Congressional investigators on Thursday expanded their probe of Global Crossing to include possible accounting irregularities at Qwest Communications.
The House Energy and Commerce Committee said it issued subpoenas for Global Chairman Gary Winnick and former general counsel Jim Gorton to appear at a hearing Sept. 24.
The panel also subpoenaed former Qwest executive Greg Casey. Investigators believe he has knowledge of deals that might have let Qwest inflate revenue. Casey could not be reached.
It also plans to talk to former Qwest CEO Joe Nacchio, ousted in June amid accounting woes and a sagging stock price, and Robin Szeliga, former chief financial officer and still at Qwest.
The subpoenas are the latest attempt by lawmakers to uncover details of alleged accounting mischief that have rocked telecoms.
Global, a high-speed network owner that filed for bankruptcy protection in January, also faces accounting probes by the Securities and Exchange Commission.
The panel has tried for a month to interview Winnick. Committee spokesman Ken Johnson says he won’t be surprised if Winnick refuses to testify by citing his Fifth Amendment right. Winnick’s attorney said he’s done nothing improper and will respond ”in an appropriate manner.”
Qwest, a phone company, also faces multiple federal accounting probes. It is selling assets to avoid a bankruptcy filing and plans to restate earnings after disclosing it improperly booked $1.2 billion in network sales back to 1999.

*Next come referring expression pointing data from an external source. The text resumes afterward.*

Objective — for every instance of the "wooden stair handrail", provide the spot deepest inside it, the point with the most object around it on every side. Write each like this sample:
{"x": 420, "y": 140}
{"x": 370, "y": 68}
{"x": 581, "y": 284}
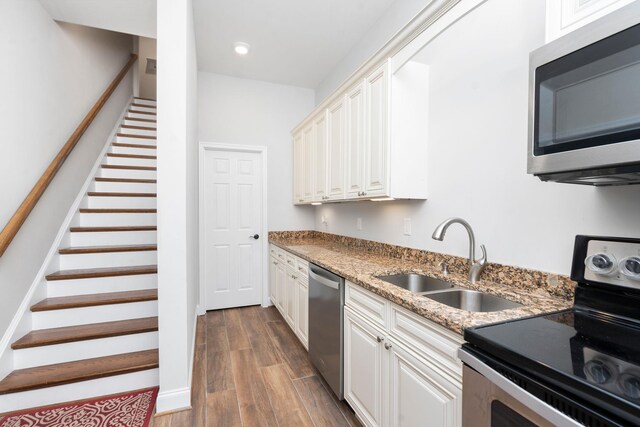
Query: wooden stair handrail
{"x": 20, "y": 216}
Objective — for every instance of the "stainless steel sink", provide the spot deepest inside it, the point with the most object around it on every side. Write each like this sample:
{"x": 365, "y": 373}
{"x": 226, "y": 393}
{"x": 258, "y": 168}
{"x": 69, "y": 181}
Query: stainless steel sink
{"x": 469, "y": 300}
{"x": 416, "y": 282}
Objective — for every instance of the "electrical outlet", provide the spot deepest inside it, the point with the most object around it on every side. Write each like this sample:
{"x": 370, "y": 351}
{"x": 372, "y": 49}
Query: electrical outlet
{"x": 407, "y": 226}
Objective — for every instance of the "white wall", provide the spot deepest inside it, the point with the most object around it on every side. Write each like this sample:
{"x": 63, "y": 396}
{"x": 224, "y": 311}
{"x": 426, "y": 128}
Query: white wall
{"x": 51, "y": 76}
{"x": 250, "y": 112}
{"x": 477, "y": 156}
{"x": 177, "y": 201}
{"x": 147, "y": 48}
{"x": 396, "y": 17}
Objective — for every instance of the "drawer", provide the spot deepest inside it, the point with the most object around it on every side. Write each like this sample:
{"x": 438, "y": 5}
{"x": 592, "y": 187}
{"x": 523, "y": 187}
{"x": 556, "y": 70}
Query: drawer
{"x": 427, "y": 339}
{"x": 302, "y": 266}
{"x": 372, "y": 307}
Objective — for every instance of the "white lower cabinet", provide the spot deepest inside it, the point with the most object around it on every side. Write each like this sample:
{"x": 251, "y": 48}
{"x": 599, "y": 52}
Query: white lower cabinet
{"x": 289, "y": 291}
{"x": 398, "y": 380}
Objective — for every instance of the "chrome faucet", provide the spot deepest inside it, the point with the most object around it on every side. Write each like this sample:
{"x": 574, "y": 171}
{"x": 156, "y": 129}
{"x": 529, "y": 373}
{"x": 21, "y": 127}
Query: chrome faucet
{"x": 475, "y": 266}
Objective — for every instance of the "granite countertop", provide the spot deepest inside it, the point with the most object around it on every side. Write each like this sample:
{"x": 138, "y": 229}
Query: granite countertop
{"x": 361, "y": 266}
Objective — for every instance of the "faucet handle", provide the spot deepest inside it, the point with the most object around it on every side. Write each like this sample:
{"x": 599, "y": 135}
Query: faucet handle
{"x": 483, "y": 260}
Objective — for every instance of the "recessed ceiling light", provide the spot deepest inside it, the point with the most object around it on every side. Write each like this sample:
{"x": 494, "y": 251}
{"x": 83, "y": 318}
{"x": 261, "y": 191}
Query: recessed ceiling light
{"x": 241, "y": 48}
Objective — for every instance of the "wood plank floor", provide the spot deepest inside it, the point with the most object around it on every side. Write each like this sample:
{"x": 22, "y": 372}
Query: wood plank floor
{"x": 251, "y": 370}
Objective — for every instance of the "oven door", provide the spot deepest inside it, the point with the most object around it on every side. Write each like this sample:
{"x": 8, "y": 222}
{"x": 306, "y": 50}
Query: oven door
{"x": 491, "y": 400}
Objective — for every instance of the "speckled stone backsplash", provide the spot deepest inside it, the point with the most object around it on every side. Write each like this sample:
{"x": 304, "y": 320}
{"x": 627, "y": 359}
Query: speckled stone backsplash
{"x": 531, "y": 280}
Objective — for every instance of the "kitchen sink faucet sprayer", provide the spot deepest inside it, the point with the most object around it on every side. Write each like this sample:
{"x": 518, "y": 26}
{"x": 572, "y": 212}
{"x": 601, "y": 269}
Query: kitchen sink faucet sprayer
{"x": 475, "y": 266}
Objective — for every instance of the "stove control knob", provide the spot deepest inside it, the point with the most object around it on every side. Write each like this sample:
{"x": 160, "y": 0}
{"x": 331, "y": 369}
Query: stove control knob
{"x": 598, "y": 371}
{"x": 603, "y": 264}
{"x": 630, "y": 267}
{"x": 629, "y": 384}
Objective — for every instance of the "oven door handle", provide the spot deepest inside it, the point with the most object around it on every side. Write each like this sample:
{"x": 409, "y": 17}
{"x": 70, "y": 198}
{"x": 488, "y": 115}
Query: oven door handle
{"x": 541, "y": 408}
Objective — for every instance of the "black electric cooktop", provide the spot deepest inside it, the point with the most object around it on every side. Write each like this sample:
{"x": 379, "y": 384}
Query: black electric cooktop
{"x": 590, "y": 353}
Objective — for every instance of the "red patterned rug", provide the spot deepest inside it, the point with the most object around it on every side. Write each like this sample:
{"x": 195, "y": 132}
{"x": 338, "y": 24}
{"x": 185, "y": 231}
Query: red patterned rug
{"x": 132, "y": 409}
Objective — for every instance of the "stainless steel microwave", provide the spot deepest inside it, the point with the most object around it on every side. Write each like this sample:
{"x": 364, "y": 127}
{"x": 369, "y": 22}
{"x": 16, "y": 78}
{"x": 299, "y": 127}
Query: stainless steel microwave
{"x": 584, "y": 104}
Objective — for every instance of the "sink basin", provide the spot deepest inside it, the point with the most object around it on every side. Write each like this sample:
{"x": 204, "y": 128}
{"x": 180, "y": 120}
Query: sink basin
{"x": 469, "y": 300}
{"x": 416, "y": 282}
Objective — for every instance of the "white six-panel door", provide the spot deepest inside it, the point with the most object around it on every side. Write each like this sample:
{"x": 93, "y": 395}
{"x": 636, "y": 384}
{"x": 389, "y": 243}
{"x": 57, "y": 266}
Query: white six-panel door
{"x": 232, "y": 228}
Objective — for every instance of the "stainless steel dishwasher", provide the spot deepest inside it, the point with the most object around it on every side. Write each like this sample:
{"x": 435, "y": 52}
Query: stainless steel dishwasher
{"x": 326, "y": 303}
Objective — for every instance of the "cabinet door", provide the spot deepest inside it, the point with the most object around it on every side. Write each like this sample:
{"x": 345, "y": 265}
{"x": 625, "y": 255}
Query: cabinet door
{"x": 272, "y": 279}
{"x": 320, "y": 158}
{"x": 337, "y": 147}
{"x": 376, "y": 135}
{"x": 290, "y": 298}
{"x": 302, "y": 310}
{"x": 418, "y": 392}
{"x": 355, "y": 142}
{"x": 364, "y": 369}
{"x": 298, "y": 169}
{"x": 308, "y": 162}
{"x": 281, "y": 277}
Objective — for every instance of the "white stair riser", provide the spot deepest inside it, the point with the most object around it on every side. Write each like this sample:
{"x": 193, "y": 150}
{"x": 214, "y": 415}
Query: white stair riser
{"x": 127, "y": 173}
{"x": 117, "y": 219}
{"x": 131, "y": 150}
{"x": 130, "y": 161}
{"x": 113, "y": 238}
{"x": 149, "y": 102}
{"x": 63, "y": 288}
{"x": 144, "y": 107}
{"x": 69, "y": 352}
{"x": 134, "y": 140}
{"x": 134, "y": 122}
{"x": 78, "y": 391}
{"x": 96, "y": 202}
{"x": 147, "y": 132}
{"x": 98, "y": 314}
{"x": 108, "y": 259}
{"x": 124, "y": 187}
{"x": 136, "y": 115}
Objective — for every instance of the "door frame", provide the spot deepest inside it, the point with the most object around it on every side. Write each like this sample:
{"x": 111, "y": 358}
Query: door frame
{"x": 203, "y": 148}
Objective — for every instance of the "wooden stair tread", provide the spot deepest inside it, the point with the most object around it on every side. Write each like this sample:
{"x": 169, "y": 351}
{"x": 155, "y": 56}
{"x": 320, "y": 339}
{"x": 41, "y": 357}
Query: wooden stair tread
{"x": 140, "y": 168}
{"x": 44, "y": 337}
{"x": 119, "y": 194}
{"x": 90, "y": 273}
{"x": 131, "y": 135}
{"x": 140, "y": 120}
{"x": 81, "y": 370}
{"x": 92, "y": 300}
{"x": 113, "y": 229}
{"x": 138, "y": 127}
{"x": 132, "y": 156}
{"x": 132, "y": 180}
{"x": 141, "y": 112}
{"x": 127, "y": 145}
{"x": 106, "y": 249}
{"x": 116, "y": 210}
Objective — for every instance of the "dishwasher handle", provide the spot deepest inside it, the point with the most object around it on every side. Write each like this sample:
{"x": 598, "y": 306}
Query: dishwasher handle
{"x": 324, "y": 281}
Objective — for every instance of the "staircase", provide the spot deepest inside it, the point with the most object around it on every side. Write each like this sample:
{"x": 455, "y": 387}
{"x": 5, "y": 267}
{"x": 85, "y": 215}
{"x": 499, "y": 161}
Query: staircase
{"x": 96, "y": 332}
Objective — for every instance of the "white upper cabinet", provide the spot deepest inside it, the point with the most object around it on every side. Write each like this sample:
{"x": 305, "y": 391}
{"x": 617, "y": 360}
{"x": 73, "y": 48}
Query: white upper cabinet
{"x": 377, "y": 132}
{"x": 308, "y": 163}
{"x": 320, "y": 157}
{"x": 336, "y": 149}
{"x": 564, "y": 16}
{"x": 355, "y": 142}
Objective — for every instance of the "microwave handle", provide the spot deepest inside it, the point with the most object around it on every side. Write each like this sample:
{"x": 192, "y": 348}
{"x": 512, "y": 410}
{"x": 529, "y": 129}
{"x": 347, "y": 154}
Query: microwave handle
{"x": 552, "y": 415}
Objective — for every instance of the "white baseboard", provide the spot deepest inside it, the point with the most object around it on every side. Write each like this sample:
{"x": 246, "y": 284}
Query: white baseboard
{"x": 21, "y": 322}
{"x": 173, "y": 400}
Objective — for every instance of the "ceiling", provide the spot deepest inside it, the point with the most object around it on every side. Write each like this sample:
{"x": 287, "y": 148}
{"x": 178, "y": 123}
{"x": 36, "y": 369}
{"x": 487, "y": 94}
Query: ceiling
{"x": 293, "y": 42}
{"x": 136, "y": 17}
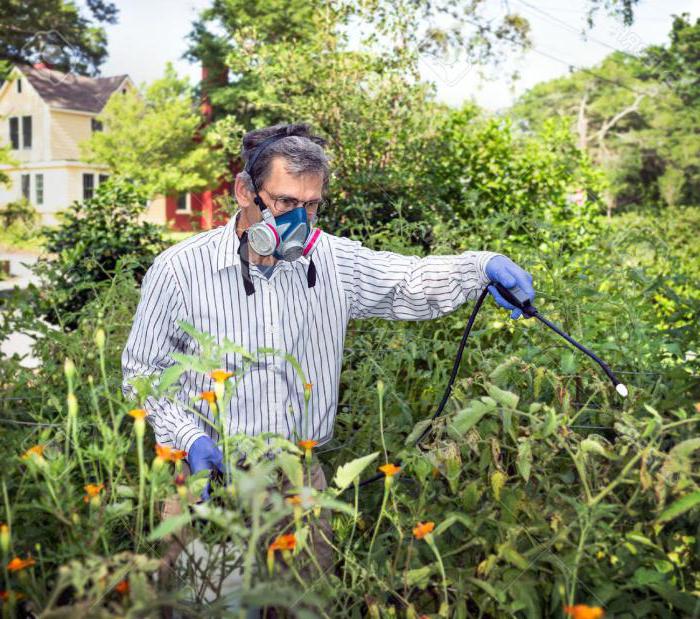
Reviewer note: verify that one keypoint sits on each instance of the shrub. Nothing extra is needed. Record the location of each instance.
(84, 249)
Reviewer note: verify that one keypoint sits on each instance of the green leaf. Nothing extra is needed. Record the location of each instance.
(568, 362)
(169, 526)
(170, 376)
(468, 417)
(417, 431)
(507, 552)
(681, 506)
(549, 425)
(504, 398)
(680, 600)
(292, 468)
(346, 473)
(524, 461)
(487, 587)
(590, 445)
(420, 576)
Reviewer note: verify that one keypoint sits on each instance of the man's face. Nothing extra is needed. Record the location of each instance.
(279, 192)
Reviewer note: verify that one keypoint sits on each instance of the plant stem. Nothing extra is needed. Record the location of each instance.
(444, 612)
(348, 547)
(387, 482)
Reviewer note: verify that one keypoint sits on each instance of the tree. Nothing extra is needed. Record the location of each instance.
(635, 116)
(156, 139)
(56, 33)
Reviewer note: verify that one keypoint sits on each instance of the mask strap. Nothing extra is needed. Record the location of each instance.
(245, 266)
(311, 273)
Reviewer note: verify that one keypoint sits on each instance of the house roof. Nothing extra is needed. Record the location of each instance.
(70, 91)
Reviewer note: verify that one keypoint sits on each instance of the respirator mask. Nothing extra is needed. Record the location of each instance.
(287, 237)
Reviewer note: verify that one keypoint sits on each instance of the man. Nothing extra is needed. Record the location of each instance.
(269, 279)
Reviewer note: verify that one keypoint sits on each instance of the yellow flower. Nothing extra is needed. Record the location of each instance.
(208, 396)
(18, 564)
(389, 469)
(92, 490)
(220, 375)
(122, 587)
(168, 454)
(422, 529)
(284, 542)
(581, 611)
(307, 391)
(139, 414)
(4, 537)
(307, 444)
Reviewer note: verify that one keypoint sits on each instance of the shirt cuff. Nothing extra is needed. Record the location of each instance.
(186, 435)
(482, 260)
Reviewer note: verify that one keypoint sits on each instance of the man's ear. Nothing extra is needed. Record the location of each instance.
(244, 196)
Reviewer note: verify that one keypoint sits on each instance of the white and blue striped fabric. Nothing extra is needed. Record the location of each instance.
(199, 281)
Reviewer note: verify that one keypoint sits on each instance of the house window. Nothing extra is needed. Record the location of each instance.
(39, 188)
(26, 185)
(88, 186)
(14, 132)
(26, 131)
(183, 202)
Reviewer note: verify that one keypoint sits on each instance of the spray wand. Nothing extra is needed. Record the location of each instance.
(518, 298)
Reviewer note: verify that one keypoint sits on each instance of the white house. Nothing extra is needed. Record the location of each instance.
(44, 115)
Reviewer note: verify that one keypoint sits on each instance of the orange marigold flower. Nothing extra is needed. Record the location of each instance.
(220, 375)
(308, 444)
(36, 451)
(422, 529)
(169, 454)
(283, 542)
(137, 413)
(18, 564)
(208, 396)
(389, 469)
(581, 611)
(122, 587)
(92, 490)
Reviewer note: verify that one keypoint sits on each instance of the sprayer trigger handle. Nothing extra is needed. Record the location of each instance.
(515, 296)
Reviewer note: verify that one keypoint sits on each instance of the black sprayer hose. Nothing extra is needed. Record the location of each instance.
(450, 382)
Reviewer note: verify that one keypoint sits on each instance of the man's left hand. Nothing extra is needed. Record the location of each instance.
(504, 271)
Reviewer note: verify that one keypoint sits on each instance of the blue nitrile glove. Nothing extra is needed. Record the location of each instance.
(504, 271)
(204, 454)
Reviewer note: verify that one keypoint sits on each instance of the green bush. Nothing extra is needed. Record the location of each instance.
(84, 249)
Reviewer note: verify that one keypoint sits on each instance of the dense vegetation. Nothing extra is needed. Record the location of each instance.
(544, 487)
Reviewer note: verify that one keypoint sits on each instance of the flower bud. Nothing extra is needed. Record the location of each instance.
(100, 339)
(69, 369)
(72, 403)
(4, 538)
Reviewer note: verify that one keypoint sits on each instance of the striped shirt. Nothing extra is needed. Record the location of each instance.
(199, 281)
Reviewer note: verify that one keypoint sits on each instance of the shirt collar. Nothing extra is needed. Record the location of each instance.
(227, 251)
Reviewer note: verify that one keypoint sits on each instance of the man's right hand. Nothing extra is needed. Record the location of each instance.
(205, 455)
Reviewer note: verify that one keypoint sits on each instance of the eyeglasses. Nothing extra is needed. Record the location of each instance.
(284, 204)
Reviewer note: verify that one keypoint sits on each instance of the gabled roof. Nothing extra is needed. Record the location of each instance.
(70, 91)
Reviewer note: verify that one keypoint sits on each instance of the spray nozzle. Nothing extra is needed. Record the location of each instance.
(519, 298)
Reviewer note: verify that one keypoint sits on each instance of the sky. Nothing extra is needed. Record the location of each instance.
(152, 32)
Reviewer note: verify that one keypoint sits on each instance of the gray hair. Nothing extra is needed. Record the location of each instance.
(301, 150)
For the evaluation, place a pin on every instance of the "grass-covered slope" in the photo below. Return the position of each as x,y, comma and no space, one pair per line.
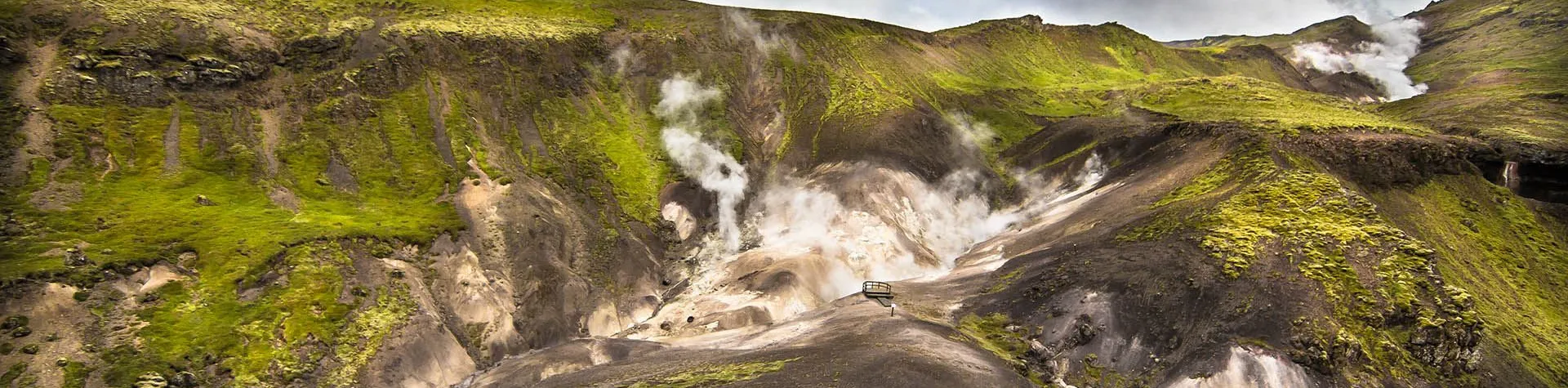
278,154
1496,69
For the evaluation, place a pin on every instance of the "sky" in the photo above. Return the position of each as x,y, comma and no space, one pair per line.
1159,20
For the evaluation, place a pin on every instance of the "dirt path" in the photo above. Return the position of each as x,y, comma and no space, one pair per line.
172,143
37,129
272,127
438,115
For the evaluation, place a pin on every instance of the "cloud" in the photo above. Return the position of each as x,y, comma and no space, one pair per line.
681,100
1383,60
1159,20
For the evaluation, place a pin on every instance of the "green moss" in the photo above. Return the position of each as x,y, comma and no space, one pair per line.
13,372
1004,282
1264,104
608,132
366,332
1512,265
74,374
714,376
990,333
1244,163
492,27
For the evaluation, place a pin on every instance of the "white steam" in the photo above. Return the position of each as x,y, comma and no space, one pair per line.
744,27
681,100
1383,60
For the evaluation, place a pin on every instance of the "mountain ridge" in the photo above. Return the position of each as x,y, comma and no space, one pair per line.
429,194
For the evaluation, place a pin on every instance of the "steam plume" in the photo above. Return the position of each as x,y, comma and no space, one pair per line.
712,168
1383,60
744,27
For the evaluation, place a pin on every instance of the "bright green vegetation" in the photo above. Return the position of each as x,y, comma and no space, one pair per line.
262,338
13,372
138,212
1010,73
990,333
714,376
608,132
1366,267
1499,69
1004,282
1244,163
535,20
1343,29
1510,260
74,374
496,27
366,332
1264,104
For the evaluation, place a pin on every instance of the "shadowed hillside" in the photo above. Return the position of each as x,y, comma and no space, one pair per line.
670,194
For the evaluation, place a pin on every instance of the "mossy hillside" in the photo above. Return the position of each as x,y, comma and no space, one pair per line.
1249,163
1375,279
608,131
140,212
279,337
714,376
363,337
1344,29
1263,104
535,20
1510,260
1493,69
993,335
1017,73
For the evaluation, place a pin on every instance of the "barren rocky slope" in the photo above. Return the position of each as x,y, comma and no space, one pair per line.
668,194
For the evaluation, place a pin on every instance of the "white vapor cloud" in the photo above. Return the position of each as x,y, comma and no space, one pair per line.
1383,60
1159,20
681,100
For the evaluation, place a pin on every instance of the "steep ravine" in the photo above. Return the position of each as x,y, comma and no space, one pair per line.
654,192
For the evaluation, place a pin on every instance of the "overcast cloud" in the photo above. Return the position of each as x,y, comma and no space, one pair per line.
1159,20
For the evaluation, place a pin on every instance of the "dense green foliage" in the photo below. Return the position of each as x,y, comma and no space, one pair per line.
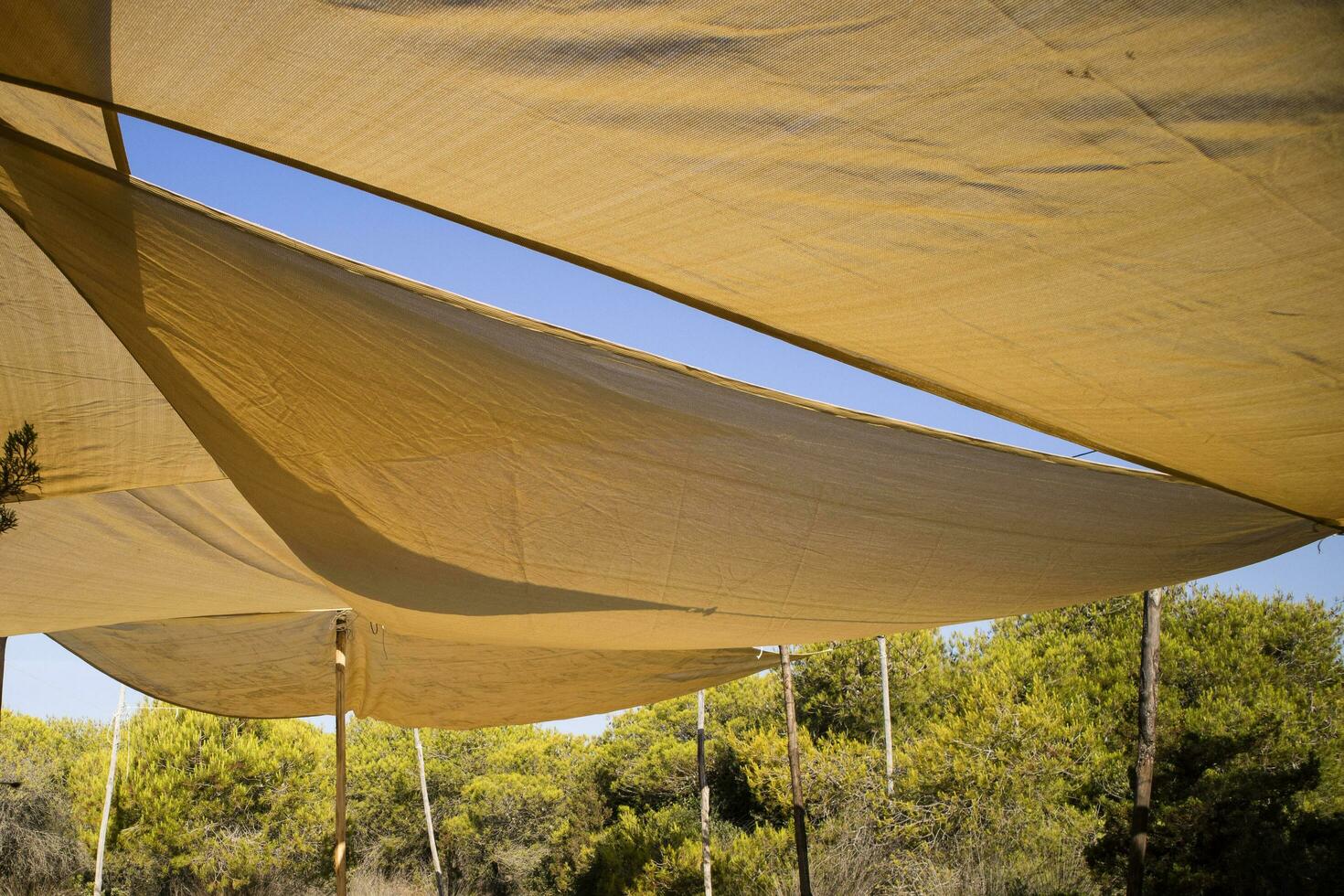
19,470
1012,752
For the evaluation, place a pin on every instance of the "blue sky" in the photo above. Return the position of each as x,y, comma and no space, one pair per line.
43,678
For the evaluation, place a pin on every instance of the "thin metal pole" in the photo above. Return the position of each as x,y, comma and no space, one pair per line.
886,710
800,813
339,858
106,795
705,793
429,817
1147,741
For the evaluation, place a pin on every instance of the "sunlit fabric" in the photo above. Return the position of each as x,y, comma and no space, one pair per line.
283,664
1120,223
457,472
146,554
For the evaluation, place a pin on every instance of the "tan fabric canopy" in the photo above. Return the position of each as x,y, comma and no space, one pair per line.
102,422
1115,222
281,664
463,473
146,554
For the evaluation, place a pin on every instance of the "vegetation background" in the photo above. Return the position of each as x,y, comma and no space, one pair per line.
1014,752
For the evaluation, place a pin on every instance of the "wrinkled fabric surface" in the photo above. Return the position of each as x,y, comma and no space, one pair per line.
459,472
1120,223
283,664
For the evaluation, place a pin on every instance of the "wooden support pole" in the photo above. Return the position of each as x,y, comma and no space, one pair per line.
1147,741
339,858
106,795
705,795
886,710
800,813
429,817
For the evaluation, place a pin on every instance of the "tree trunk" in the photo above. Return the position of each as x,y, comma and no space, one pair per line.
705,795
106,795
339,856
429,817
800,813
886,710
1147,741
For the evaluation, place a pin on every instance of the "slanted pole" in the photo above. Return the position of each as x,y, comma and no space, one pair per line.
1147,741
339,858
429,817
106,795
705,793
800,813
886,709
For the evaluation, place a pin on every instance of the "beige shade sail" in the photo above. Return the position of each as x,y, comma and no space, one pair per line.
101,423
464,473
283,664
97,414
146,554
1120,223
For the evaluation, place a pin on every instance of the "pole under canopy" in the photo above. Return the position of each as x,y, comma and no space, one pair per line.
339,855
800,806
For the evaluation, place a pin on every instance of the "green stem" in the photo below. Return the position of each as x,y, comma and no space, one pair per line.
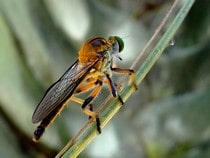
114,104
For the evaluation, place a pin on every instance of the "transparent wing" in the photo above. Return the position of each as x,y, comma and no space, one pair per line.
61,90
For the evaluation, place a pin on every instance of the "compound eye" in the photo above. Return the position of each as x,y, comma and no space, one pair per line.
120,43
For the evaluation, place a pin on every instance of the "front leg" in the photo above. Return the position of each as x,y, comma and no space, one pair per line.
130,72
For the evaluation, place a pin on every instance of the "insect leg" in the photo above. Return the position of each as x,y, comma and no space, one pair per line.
113,89
129,72
87,102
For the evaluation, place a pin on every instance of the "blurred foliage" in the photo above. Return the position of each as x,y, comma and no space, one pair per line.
167,117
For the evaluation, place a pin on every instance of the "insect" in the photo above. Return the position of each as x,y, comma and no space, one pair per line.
92,69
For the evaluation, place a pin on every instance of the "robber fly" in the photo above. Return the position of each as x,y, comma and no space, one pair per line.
92,69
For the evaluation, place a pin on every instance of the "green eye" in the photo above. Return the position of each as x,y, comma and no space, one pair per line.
120,43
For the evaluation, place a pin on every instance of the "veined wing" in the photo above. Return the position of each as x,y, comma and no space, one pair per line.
61,90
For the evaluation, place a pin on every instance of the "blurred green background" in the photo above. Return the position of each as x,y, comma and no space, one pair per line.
167,117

Some of those deals involved Global, which planned to enter into a ”gentlemen’s agreement” to learn how one deal could be structured so Qwest and Global could benefit financially, according to a June 2001 internal Global e-mail released by investigators Thursday.
Panel member Jim Greenwood, R-Pa., said investigators are concerned the deals ”were merely sham transactions.”
Qwest says it continues to cooperate with the committee.